Macie jakby ktoś szukał dużego moda do tej gry : http://www.moddb.com/mods/circle-of-eight-modpack/downloads
Grę polecam jest spoko i sporo lepsza od sword coast legend czy pillars tylko szkoda , że nie była ona dalej rozwijana .
Widzę tu sporo negatywnych opinii i wydaje mi się, że większość z nich wynika z błędnych oczekiwań. Temple of Elemental Evil jest adaptacją modułu do papierowego D&D i robi to bardzo wiernie, bo tak wyglądał materiał źródłowy. Więc ludzie, którzy oczekują kolejnego Baldura czy Tormenta powinni jej unikać, bo tutaj tego nie znajdą. Gra jest głównie kierowana do tych co lubią walkę w D&D, a TOEE ma do dziś najlepszą implementację zasad D&D3.5.
Kiedy Świątynię Pierwotnego Zła w wersji PL wydał CD PROJEKT S.A. który ma teraz platformę GOG. A na platformie GOG oczywiście wersji PL brak.
1. Zgubiliśmy
2. Producent nie pozwala
3. Nie mamy praw autorskich
4. Nie opłaca się
5. Nie chce nam się
6. Bo nie i już
Proszę sobie wybrać powód....
Jeden z najwybitniejszych tytułów komputerowego RPG. Rewelacyjne wykorzystanie mechaniki D&D 3,5, świetne, uczciwe turowe walki, dużo opcji dialogowych, początków historii i zakończeń zależnych od charakteru naszej ekipy i działań podjętych w grze, fajny klimat i śliczna grafika. Prawdziwe cRPG.
Świątynia Pierowtnego Zła to tytuł, z którym fani cRPG zawsze mieli problem i o który kłócili się (i kłócą) strasznie zawzięcie, bardziej niż o jakąkolwiek inną grę, nawet te Bioware:) Z jednej strony w ostatnim rankingu użytkowników jednego z największych i prestiżowych portali o cRPG czyli rpgcodex gra zajęła 9 miejsce. Czyli tzw. „stara gwardia” grę ceni. Choć nie wiem jak wygląda sytuacja wśród mniej wymagających graczy na tzw. Zachodzie. W Polsce gra jest kochana....Albo znienawidzona:)
ŚPZ jest grą opartą o system D&D w edycji 3,5, czyli takiej „podrasowanej trójce”, z którą mieliśmy do czynienia w Icewind Dale II czy Neverwinter Nights.

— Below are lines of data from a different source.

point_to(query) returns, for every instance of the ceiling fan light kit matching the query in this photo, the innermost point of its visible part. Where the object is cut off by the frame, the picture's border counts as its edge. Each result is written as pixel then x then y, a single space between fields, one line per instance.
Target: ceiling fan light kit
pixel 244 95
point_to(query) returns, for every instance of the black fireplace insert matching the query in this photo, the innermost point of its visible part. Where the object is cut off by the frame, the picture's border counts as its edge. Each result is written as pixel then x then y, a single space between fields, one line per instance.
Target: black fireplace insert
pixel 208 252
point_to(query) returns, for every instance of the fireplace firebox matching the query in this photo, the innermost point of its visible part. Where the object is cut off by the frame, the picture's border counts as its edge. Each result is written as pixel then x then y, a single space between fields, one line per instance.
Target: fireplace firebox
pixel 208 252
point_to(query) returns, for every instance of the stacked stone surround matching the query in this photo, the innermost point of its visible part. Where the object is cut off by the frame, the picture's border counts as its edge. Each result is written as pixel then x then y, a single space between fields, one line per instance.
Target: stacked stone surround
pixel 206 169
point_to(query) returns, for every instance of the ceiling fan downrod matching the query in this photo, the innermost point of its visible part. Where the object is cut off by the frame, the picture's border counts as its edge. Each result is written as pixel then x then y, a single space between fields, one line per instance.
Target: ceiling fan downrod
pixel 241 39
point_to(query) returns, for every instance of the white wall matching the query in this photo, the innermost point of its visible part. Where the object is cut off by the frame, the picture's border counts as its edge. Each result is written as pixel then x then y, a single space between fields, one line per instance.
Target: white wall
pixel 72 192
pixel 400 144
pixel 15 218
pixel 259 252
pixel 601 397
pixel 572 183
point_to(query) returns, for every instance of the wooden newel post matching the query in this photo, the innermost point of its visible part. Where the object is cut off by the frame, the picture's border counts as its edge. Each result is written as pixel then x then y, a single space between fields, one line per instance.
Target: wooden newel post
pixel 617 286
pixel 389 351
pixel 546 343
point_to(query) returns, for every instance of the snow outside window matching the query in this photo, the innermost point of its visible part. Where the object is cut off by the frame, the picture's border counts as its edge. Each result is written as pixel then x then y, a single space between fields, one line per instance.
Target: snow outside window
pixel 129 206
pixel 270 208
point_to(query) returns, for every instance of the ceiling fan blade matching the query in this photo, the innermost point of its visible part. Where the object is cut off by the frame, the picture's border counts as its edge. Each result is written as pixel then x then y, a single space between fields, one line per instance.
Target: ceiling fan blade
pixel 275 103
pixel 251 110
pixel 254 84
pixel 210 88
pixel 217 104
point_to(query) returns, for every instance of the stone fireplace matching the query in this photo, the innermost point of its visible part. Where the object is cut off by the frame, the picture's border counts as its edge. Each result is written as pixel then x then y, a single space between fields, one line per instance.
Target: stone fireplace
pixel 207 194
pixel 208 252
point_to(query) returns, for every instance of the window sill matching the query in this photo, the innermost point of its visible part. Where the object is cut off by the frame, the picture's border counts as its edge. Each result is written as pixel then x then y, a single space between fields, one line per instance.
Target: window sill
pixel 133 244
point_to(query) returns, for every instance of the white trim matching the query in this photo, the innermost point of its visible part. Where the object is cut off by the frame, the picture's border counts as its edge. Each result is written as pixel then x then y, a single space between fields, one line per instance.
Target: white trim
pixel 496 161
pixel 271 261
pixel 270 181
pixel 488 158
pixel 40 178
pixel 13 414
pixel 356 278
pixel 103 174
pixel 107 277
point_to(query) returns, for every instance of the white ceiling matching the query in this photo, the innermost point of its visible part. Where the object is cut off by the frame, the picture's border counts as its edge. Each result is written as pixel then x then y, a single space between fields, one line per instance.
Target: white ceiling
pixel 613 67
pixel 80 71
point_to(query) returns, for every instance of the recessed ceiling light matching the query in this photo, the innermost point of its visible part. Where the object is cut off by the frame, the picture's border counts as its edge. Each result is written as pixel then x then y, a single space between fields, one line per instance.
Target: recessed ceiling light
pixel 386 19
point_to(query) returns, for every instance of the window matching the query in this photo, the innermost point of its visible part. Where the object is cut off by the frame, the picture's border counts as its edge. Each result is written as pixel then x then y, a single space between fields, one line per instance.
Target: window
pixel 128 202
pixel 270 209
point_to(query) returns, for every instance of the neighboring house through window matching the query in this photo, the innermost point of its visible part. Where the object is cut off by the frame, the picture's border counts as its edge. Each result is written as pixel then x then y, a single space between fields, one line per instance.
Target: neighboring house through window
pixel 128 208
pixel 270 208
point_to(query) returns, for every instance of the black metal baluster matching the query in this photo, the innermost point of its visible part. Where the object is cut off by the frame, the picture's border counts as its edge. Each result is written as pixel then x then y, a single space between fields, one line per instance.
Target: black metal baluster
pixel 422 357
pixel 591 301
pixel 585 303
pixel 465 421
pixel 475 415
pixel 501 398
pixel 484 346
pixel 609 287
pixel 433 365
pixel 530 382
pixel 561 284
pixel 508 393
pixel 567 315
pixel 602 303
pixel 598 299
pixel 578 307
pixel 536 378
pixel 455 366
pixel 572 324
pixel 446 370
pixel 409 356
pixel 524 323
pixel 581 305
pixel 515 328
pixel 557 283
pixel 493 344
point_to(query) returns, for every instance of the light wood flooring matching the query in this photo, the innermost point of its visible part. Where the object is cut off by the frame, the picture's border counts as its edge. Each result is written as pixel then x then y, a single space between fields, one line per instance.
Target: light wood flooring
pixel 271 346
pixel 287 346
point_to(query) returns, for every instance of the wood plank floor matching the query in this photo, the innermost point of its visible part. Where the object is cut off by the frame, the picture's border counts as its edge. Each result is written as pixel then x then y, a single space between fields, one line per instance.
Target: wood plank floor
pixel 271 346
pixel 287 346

Zmiany są głównie kosmetyczne i nie ma sensu się tutaj nad tym rozpisywać. Tym co wyróżnia grę jest odejście od świata Forgotten Realms i umieszczenie akcji w uniwersum Greyhawk, pierwszym świecie systemu Dungeons & Dragons, sama zaś fabuła oparta jest na jednej z pierwszych przygód do „papierowego” systemu AD&D. Czyli niejako „powrót do korzeni”. Ok? Ok. Ale nie wszystkim to odpowiada. Greyhawk nie jest w Polsce właściwie znany, nie ma w zasadzie znanych herosów, graczom ciężko było się przestawić. Fabuła zaś, bardziej heroic niż epic (jak w innych grach cRPG opartych o D&D) jest bardzo prosta. W starej świątyni znów budzi się zło, a ukryte skarby czekają na śmiałków:) Drużyna gracza zaś, przybywa do wioski Hommlet, położonej całkiem niedaleko a jej kroki kierują się właśnie do tytułowej Świątyni.

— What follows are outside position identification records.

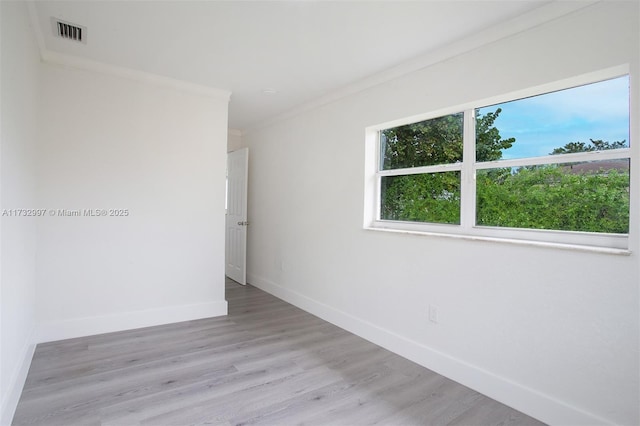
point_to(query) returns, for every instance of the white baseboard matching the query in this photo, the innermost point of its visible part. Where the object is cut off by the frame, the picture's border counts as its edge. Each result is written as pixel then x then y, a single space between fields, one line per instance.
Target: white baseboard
pixel 529 401
pixel 88 326
pixel 12 396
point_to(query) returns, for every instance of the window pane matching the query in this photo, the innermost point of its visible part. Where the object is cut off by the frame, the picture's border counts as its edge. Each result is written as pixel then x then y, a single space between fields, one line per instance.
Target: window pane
pixel 586 118
pixel 432 197
pixel 588 196
pixel 427 143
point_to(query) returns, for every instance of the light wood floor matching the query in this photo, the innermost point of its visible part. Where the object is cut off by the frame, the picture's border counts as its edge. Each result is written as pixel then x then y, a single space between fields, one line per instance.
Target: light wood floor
pixel 267 362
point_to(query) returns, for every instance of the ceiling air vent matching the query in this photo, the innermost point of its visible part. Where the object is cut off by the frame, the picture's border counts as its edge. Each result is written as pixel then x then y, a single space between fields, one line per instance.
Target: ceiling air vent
pixel 69 31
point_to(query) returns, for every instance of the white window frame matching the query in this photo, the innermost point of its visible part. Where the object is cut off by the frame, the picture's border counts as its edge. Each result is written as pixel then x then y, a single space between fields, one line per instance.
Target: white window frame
pixel 615 243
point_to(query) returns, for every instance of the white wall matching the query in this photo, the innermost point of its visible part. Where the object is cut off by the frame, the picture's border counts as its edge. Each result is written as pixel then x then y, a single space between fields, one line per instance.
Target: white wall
pixel 234 140
pixel 112 143
pixel 19 88
pixel 551 332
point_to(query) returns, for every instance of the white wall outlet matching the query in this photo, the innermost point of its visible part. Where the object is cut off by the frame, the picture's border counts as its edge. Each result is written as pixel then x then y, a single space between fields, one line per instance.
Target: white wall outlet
pixel 433 314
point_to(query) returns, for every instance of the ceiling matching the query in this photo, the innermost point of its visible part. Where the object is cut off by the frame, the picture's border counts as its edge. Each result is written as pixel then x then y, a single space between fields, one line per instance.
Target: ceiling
pixel 301 49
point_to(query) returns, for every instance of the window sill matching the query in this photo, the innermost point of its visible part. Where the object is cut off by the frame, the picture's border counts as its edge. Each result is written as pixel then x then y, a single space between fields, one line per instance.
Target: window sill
pixel 561 246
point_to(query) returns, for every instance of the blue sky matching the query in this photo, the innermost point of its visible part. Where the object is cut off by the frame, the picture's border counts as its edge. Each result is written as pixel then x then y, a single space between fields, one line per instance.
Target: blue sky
pixel 542 123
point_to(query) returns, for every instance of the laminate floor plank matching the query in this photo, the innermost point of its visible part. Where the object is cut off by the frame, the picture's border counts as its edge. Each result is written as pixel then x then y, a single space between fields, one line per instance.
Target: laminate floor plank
pixel 266 363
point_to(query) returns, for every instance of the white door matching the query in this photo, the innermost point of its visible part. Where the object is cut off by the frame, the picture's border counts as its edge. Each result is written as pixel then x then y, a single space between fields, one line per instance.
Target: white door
pixel 236 232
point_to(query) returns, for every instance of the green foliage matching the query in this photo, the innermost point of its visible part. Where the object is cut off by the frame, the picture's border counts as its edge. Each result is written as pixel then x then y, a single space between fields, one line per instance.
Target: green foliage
pixel 430 142
pixel 593 145
pixel 554 197
pixel 489 144
pixel 433 197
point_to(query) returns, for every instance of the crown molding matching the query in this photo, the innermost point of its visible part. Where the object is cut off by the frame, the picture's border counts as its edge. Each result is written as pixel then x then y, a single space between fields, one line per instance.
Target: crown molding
pixel 534 18
pixel 100 67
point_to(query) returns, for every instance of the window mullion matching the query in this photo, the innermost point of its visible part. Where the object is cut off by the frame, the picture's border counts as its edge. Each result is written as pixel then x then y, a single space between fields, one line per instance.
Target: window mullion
pixel 468 181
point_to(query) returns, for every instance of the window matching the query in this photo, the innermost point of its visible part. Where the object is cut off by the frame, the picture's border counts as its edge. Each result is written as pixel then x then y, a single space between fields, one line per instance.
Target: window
pixel 553 167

Ale już sam powód przybycia do Hommlet i powód wyruszenia do świątyni dla każdej drużyny będzie inny. Wynika to z tego, że gracz musi przy tworzeniu drużyny (pięć osób + później opcjonalnie 3 NPCów, którzy dołączą) wybrać jej charakter. W zależności od tego jaki charakter wybraliśmy inny będzie początek rozgrywki, inny jej przebieg (w tym relacje z NPCami, dialogi itd.) a także inne będzie zakończenie (tych jest około 20!). W przeciwieństwie do np. Icewind Dale II, nie będzie można mieć w drużynie praworządnego dobrego paladyna i chaotycznego złego pół – orka barbarzyńcę. Charakter drużyny determinuje charakter postaci, tzn. postać w ekipie może mieć charakter tylko o stopień inny niż wybraliśmy. Np. nasza drużyna ma charakter neutralny dobry. Oznacza to że nasze postacie mogą mieć charakter tylko neutralny dobry, praworządny dobry, chaotyczny dobry lub prawdziwie neutralny. I nic poza tym.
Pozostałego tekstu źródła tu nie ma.